Limitations to visas to leave Kosovo stifle the aspirations of the country's artists and their possibilities of making themselves known internationally. That's why this Manifesta has included the most local artists, 40 out of the 102 participants, and for the first time in the trajectory of the biennale tickets to all the spaces are free. Another novelty of this Manifesta is that the institution will remain in Kosovo for at least four more years through a centre for narrative practice, located in a former library, equipped as a library and for exhibitions, cultural events and workshops.
The Copenhagen urban model
Kosovo's population is about 1.9 million people, and one of the pillars of the economy are transfers from the one million Kosovars living in the diaspora. All over Pristina you can see housing blocks under construction, even though many of them end up half empty. After the last municipal elections, it seems that urban planning policy may take a turn. The mayor of the city since November, the architect Përparim Rama, assures that Pristina is a city "under construction" and wants to be in power for eight years to contribute to transform it with a model that takes at the same time from Bilbao and Copenhagen and that wants to have culture and creative industries as one of its engines. Precisely, another of the spaces of this Manifesta is about two kilometres of the railway line that used to link Pristina and Belgrade. The local council wants to give it new life with actions reminiscent of Barcelona's tactical urbanism. One of the reasons for this is that it goes through the 3.3 hectare complex of a former brick factory the council wants to turn into a sustainable architectural icon, as Fabra i Coats is in Barcelona.
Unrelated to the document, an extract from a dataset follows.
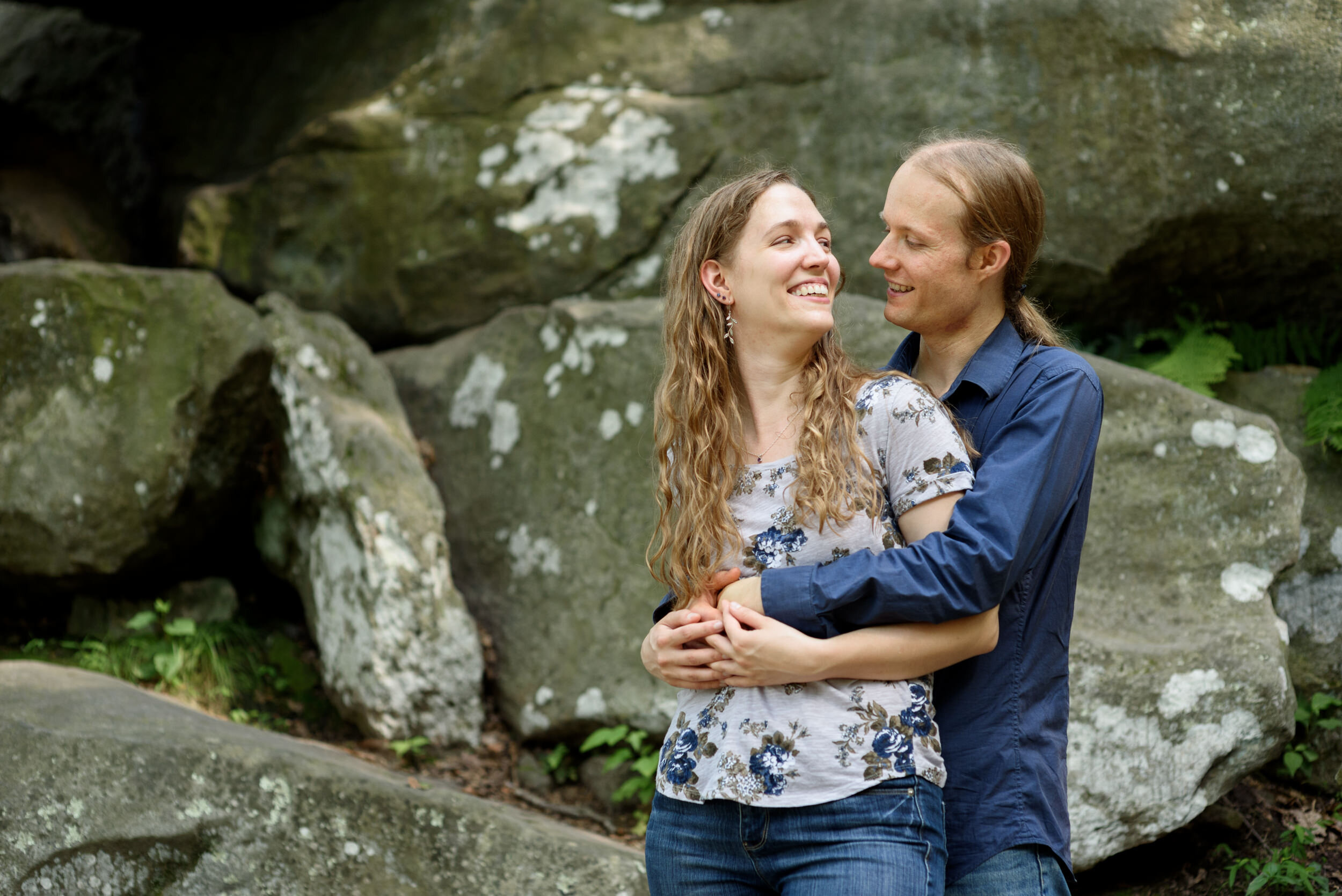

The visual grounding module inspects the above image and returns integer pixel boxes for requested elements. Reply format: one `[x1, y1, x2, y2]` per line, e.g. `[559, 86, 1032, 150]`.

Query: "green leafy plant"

The Pristina Manifesta, which has a budget of €5m, kicked off on July 22, has so far received 75,000 visitors and is expecting between 122,000 and 147,000 by October 30. The Barcelona Manifesta will be held, as already announced, not only in the city of Barcelona, but also in ten other municipalities in the metropolitan area: l'Hospitalet de Llobregat, Terrassa, Badalona, Sabadell, Mataró, Sant Cugat del Vallès, Cornellà, El Prat de Llobregat, Granollers and Santa Coloma de Gramenet. Although there is still much work to be done, educational aspects will be key, with the renovation of the Escola del Mar undertaken by Francesc Ferrer Guàrdia as a source of inspiration, and boosting the connection between the different municipalities within the metropolitan area through a series of "nodes", as Manifesta's director, Hedwig Fijen, puts it. After Barcelona and the Ruhr area in 2026, Manifesta organisers want to hold the 2028 edition in Ukraine.